Alyssa (Eya Bellagha) et Mehdi (Slim Baccar) ont grandi dans le même voisinage, devenant frère et sœur de cœur. Alyssa, plus jeune et animée d’une énergie vitale débordante, se retrouve malgré elle cheffe de famille, sa mère s’enfonçant dans la dépression depuis la mort du père. Elle assume à contrecœur le quotidien et la charge de sa petite sœur, alors que son rêve demeure ailleurs : partir en Europe, pour une vie qu’elle imagine plus libre et meilleure. Mehdi, de son côté, a achevé des études d’informatique mais peine à trouver un emploi, à la grande déception de sa famille. Calme et réservé, il possède toutefois un talent rare : celui de s’exprimer par le dessin. Lorsqu’Alyssa découvre un concours artistique offrant pour prix une résidence en Allemagne, elle y voit une échappatoire pour eux deux et convainc Mehdi d’y participer. Seul obstacle : le concours se tient à Djerba, à plus de 500 kilomètres au sud, et une grève des taxis collectifs éclate précisément le jour de leur départ. Intrépide et portée par l’énergie du désespoir, Alyssa parvient à trouver un moyen de transport et entraîne Mehdi dans une odyssée rocambolesque.
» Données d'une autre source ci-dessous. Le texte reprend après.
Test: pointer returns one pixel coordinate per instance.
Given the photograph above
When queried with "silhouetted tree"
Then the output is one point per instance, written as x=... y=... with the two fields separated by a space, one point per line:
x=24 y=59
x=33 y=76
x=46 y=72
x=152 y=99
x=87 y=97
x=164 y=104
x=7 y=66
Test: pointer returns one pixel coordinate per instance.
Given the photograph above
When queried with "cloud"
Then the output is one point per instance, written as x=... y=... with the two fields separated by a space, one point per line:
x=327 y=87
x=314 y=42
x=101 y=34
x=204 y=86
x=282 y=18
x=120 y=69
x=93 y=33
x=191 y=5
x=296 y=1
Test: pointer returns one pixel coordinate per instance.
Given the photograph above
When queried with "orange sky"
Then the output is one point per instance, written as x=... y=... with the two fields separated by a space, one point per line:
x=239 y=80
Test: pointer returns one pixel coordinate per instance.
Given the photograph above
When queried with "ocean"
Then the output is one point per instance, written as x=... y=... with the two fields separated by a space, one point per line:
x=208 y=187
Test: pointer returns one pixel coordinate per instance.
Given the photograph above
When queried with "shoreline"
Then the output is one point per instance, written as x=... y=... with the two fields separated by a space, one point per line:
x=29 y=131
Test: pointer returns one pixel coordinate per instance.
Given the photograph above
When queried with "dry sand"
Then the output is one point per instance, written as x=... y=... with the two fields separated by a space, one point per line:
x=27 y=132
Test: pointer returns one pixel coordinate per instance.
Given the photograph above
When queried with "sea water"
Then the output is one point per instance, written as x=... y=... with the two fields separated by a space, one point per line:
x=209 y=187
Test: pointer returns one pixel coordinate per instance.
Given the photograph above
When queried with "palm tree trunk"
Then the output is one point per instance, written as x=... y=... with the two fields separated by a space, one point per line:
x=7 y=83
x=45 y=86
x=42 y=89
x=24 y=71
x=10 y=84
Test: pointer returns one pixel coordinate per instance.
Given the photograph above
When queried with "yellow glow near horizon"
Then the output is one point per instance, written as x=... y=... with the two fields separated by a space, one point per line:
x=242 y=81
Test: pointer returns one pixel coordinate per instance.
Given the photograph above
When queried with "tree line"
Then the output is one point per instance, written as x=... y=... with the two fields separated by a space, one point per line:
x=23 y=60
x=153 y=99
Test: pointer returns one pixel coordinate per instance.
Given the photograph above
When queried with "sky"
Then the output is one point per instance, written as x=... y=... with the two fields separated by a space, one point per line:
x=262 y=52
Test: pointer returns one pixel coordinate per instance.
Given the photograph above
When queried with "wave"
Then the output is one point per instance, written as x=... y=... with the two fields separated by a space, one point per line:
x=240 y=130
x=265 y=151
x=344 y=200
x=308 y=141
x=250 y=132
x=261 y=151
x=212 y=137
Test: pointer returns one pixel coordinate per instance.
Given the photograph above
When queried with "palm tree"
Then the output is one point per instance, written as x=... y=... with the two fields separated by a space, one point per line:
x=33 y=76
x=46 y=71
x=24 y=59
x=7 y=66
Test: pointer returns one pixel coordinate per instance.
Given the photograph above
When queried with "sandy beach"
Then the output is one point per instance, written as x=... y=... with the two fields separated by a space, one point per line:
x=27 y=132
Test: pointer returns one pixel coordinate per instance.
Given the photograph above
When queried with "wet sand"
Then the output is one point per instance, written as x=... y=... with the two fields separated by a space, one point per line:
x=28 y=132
Formellement, Amel Guellaty tente de briser le côté conventionnel du récit en insérant, dans l’arc narratif d’Alyssa, des séquences de dessins qui s’animent ou de rêveries conscientes qui transcendent la réalité dans laquelle elle se trouve. Même si, ici encore, l’originalité n’est pas flagrante, l’effort demeure louable et fonctionne bien dans l’esprit que la réalisatrice souhaite insuffler : aborder des sujets graves sur un ton tendre, parfois teinté d’humour. Le personnage de Mehdi apporte quant à lui une dimension poétique, racontant, à la demande d’Alyssa, des histoires sur les éléments naturels, créant sa propre mythologie. Il décrit, entre autres, la transformation des rêves en nuages qui, in fine, produisent le vent qui balaie et traverse l’horizon.
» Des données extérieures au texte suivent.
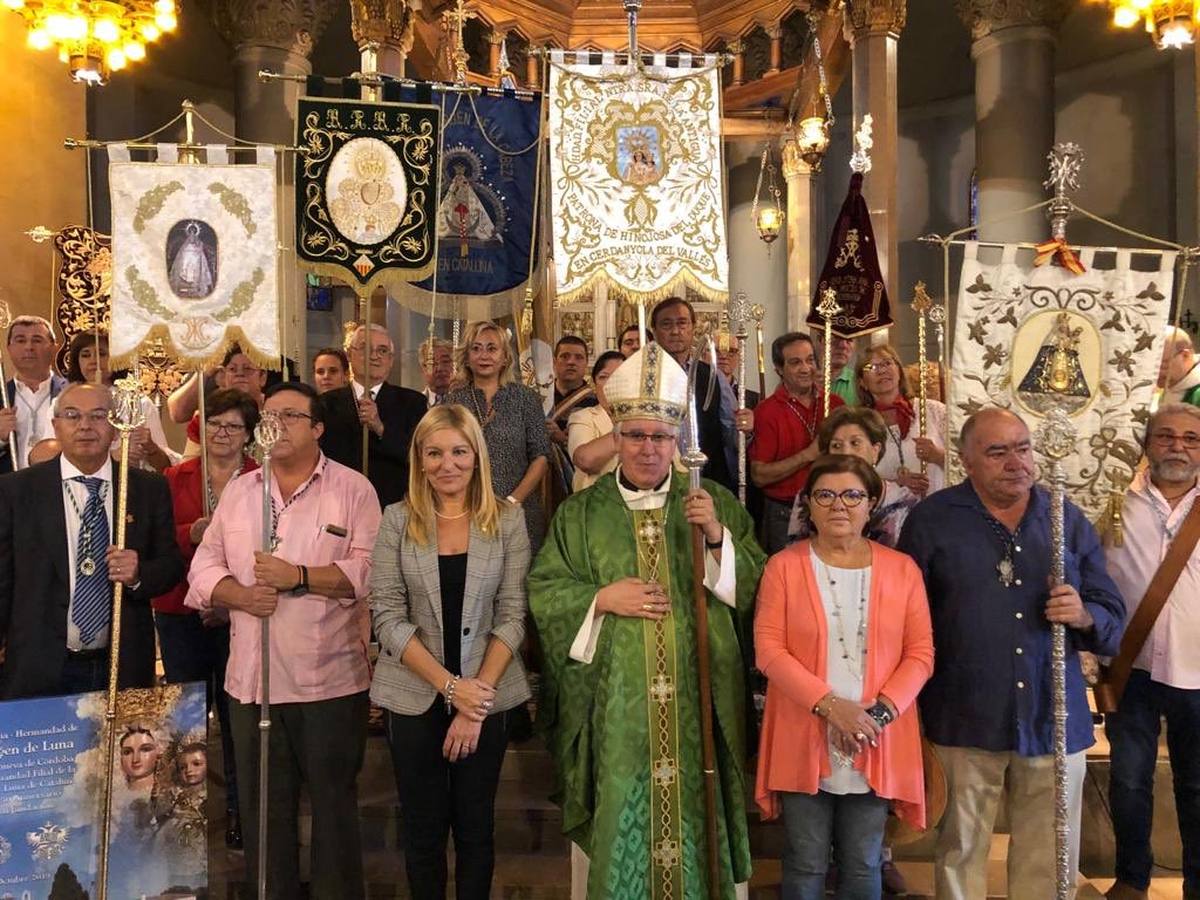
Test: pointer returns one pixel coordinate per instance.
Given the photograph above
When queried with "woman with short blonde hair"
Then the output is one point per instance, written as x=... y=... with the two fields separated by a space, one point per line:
x=448 y=604
x=510 y=417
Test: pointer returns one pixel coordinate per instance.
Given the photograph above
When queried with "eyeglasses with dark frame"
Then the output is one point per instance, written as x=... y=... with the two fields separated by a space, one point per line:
x=850 y=498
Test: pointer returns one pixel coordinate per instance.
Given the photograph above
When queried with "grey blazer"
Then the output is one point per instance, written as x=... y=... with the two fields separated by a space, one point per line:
x=406 y=604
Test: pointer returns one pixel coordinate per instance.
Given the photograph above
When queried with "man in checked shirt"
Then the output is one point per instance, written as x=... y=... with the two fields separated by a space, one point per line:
x=313 y=588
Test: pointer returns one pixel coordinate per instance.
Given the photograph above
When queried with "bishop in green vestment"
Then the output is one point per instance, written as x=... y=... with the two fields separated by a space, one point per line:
x=611 y=592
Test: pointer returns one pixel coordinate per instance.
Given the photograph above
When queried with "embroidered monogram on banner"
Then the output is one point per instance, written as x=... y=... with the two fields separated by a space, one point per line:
x=366 y=190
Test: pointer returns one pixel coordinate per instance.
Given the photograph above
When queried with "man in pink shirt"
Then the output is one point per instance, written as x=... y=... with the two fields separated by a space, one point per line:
x=313 y=587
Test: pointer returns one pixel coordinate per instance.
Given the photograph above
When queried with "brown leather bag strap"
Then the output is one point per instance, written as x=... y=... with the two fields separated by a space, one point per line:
x=1155 y=599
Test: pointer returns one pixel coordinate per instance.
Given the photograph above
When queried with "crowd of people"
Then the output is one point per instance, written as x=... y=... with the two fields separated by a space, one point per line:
x=898 y=623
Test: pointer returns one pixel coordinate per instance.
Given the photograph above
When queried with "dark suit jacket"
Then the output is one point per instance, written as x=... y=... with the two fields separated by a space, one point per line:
x=57 y=384
x=35 y=577
x=400 y=411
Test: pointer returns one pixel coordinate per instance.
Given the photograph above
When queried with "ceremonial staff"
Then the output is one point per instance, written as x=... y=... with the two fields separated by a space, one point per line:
x=1056 y=441
x=5 y=321
x=828 y=307
x=694 y=459
x=125 y=415
x=759 y=311
x=922 y=304
x=739 y=316
x=267 y=433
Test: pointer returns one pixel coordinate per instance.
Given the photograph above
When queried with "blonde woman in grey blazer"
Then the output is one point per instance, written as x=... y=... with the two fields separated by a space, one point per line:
x=449 y=607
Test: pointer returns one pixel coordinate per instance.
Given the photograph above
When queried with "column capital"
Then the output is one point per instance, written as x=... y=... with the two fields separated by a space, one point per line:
x=984 y=17
x=293 y=25
x=387 y=23
x=875 y=17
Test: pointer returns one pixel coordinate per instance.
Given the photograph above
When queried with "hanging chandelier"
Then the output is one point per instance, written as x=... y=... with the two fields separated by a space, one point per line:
x=1173 y=23
x=95 y=37
x=767 y=210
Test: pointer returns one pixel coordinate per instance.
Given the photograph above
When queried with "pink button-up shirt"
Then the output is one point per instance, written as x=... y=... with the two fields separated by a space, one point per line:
x=1150 y=525
x=318 y=645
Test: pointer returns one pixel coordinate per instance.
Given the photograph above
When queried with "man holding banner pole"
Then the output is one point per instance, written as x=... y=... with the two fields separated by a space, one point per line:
x=313 y=587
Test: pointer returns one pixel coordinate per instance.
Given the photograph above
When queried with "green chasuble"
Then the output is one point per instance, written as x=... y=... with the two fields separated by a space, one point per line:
x=624 y=730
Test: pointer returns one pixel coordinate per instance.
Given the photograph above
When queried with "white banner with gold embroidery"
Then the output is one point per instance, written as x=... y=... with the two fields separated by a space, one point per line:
x=635 y=166
x=1029 y=336
x=195 y=252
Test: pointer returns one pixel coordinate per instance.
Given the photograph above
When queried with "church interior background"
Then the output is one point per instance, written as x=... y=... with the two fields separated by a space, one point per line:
x=966 y=97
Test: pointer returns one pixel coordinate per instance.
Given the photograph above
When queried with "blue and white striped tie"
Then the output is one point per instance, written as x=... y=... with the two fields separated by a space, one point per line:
x=91 y=604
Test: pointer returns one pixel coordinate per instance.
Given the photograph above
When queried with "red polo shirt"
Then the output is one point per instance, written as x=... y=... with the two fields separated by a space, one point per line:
x=783 y=426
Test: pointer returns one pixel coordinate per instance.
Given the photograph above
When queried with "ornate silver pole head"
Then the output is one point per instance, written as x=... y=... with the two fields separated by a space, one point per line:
x=268 y=431
x=125 y=414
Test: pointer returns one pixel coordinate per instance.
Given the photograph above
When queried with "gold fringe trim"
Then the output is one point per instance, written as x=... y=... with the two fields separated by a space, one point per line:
x=685 y=280
x=233 y=335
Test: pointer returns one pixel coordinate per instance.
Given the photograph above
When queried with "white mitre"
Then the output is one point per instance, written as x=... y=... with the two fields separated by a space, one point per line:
x=648 y=385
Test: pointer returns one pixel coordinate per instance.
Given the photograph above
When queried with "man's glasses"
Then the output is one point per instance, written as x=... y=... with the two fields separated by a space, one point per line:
x=1189 y=439
x=231 y=429
x=75 y=417
x=658 y=439
x=850 y=498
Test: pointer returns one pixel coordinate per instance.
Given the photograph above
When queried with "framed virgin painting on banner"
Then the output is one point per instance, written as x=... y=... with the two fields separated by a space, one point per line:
x=366 y=190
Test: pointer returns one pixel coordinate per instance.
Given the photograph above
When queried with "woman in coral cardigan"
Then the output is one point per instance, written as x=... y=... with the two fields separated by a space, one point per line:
x=843 y=634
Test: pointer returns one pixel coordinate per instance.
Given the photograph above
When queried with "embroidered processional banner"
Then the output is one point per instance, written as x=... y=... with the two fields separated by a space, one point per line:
x=52 y=771
x=635 y=166
x=195 y=250
x=366 y=190
x=485 y=213
x=1027 y=337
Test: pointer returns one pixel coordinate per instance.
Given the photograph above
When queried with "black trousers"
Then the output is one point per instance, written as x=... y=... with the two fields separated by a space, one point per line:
x=319 y=744
x=437 y=796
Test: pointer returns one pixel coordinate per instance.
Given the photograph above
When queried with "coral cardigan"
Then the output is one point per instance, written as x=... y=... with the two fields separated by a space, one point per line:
x=791 y=642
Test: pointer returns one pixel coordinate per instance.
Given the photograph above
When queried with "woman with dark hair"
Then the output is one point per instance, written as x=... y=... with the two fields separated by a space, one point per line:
x=88 y=361
x=591 y=439
x=196 y=645
x=883 y=387
x=859 y=431
x=843 y=634
x=448 y=604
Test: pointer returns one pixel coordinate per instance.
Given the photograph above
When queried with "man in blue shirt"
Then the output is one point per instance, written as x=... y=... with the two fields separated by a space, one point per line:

Dans cette métaphore filée du vent, la dynamique des protagonistes est claire : l’un se laisse porter par lui, l’autre lutte contre lui. Eya Bellagha se révèle particulièrement convaincante dans ce rôle qu’elle imprègne d’un mélange d’énergie, de soif de vie et de liberté, mais aussi d’égoïsme, de vulnérabilité et d’esprit chimérique, qui la rendent à la fois agaçante et profondément attachante.
Where The Wind Comes From est un film agréable à regarder, même si sa conclusion ne rejoint pas ses ambitions et précipite l’évocation du destin des deux protagonistes, reléguée à une sorte de postface au film. Il sera néanmoins intéressant de suivre le parcours d’Amel Guellaty : si ce premier long métrage demeure inégal, il révèle une voix singulière qui, à condition de canaliser ses récits, pourrait façonner un cinéma riche, audacieux et singulier.
De Amel Guellaty; avec Eya Bellagha, Slim Baccar, Maya Blouza, Firas Khoury, Sondos Belhassen, Lassaad Jamoussi, Mohamed Grayaâ, Sawssen Maalej; Tunisie; 2025; 99 minutes.
Le film sort sur les écrans romands ce mercredi.